U.S. Crude Oil Flowing Strong

Crude oil trading concept with black crude oil barrels and oil pump during sunset.

The U.S. Energy Information Administration (EIA) recently unveiled a report showing that during the first six months of 2018, the United States exported 7.3 million barrels per day of crude oil and petroleum products, setting monthly highs along the way. Crude oil also surpassed hydrocarbon gas liquids (HGLs) to become the largest U.S. petroleum export product, with 1.8 million b/d of exports during the same period.

U.S. crude oil exports were up by 787,000 b/d (nearly 80 percent) from the first half of last year to the first half of 2018. These exports set a new monthly benchmark of 2.2 million b/d in June.
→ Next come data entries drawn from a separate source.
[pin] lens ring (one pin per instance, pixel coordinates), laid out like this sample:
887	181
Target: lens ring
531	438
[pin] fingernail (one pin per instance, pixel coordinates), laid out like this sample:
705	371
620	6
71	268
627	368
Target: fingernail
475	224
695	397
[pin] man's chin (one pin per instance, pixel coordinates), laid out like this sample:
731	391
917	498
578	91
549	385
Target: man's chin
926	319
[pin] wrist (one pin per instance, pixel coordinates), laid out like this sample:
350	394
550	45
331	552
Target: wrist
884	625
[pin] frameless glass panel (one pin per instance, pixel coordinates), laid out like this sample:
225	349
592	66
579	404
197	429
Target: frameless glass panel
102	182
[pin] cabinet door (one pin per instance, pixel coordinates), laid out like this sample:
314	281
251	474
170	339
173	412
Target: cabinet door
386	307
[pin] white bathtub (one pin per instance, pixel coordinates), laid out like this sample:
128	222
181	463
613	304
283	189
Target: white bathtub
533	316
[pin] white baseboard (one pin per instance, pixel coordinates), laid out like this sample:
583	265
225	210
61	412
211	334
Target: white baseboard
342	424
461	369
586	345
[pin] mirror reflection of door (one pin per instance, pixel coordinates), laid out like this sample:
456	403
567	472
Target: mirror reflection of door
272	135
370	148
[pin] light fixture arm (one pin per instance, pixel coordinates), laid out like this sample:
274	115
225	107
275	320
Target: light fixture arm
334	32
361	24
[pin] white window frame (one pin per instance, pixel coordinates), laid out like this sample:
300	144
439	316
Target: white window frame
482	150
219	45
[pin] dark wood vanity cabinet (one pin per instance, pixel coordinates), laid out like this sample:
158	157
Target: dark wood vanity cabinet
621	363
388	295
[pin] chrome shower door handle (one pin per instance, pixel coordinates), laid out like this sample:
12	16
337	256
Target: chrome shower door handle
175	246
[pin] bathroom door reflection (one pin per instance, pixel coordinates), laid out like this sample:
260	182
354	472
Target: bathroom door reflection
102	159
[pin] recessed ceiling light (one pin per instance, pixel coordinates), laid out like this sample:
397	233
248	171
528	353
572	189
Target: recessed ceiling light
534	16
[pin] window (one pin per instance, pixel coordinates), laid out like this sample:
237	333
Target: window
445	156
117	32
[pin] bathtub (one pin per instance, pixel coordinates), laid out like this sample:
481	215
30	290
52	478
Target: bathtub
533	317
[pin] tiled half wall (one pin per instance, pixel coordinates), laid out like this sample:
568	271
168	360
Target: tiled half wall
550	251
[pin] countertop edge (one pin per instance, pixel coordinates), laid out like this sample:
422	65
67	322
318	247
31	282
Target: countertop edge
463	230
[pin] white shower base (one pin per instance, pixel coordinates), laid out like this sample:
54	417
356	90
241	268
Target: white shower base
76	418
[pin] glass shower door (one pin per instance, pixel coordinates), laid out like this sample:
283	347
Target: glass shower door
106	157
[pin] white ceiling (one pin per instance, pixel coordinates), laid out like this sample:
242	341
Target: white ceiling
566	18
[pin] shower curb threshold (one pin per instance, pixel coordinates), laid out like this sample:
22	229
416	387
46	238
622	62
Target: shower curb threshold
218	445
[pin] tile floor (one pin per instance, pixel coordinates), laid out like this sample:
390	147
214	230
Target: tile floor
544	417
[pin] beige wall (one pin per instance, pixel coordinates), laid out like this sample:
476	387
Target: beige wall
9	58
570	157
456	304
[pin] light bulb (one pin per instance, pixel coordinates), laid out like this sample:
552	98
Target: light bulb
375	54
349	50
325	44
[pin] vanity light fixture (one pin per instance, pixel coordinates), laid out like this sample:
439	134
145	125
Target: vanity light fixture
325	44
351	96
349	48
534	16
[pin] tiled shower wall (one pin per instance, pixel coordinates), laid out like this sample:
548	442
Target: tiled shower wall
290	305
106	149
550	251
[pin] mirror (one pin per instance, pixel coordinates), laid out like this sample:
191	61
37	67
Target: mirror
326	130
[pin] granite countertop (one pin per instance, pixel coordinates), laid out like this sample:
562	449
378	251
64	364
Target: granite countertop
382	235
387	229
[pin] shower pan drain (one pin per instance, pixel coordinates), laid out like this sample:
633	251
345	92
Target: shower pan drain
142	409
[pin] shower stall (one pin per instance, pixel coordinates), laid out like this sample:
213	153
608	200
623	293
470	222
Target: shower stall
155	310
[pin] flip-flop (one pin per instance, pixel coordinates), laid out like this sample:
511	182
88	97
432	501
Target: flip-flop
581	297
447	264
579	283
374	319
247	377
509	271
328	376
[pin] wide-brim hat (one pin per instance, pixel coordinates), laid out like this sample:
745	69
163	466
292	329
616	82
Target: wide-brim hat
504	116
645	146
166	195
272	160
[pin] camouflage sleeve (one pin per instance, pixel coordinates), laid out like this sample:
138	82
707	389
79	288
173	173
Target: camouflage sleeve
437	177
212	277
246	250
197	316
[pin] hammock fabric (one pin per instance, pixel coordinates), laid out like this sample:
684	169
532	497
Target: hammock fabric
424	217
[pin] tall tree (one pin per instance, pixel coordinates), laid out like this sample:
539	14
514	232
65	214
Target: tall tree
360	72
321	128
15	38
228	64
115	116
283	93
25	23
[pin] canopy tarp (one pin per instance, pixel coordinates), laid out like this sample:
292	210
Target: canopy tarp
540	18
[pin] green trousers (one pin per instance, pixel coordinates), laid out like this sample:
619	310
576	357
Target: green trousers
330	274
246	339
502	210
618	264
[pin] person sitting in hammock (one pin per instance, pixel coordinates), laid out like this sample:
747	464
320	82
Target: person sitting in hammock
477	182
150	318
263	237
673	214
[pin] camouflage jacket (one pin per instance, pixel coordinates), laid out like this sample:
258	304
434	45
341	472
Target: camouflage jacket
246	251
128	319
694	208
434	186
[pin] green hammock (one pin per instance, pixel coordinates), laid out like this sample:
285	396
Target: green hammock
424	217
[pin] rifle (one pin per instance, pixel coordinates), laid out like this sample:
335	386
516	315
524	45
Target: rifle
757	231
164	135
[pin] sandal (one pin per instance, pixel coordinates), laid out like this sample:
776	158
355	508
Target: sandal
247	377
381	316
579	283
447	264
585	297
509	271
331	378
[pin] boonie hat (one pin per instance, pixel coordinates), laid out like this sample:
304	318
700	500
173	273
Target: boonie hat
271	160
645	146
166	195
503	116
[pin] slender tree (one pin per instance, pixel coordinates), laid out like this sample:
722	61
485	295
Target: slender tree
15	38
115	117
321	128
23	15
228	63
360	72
Customers throughout Asia and Oceania were the largest recipients, with exports to China more than doubling.

Europe continues to be the second-largest recipient of U.S. crude oil exports, receiving 555,000 b/d. Export volumes are more equally distributed, with Italy, the UK, and the Netherlands each receiving more than 120,000 b/d. Canada was the only major export destination experiencing a decrease, with export volume down 13,000 b/d.

During the first half of 2018, the United States also exported 913,000 b/d of gasoline, an increase of 144,000 b/d from 2017. Mexico accounts for more than half of this total and continues to be the largest single-destination concentration for any U.S. petroleum export.

Continued underinvestment in Mexico’s refineries and an odd discrepancy between the type of crude oil available locally and the kind of oil which Mexico’s refineries were designed to process has led to low utilization rates. U.S. gasoline exports to Mexico accounted for more than 60 percent of the gasoline consumed in the country.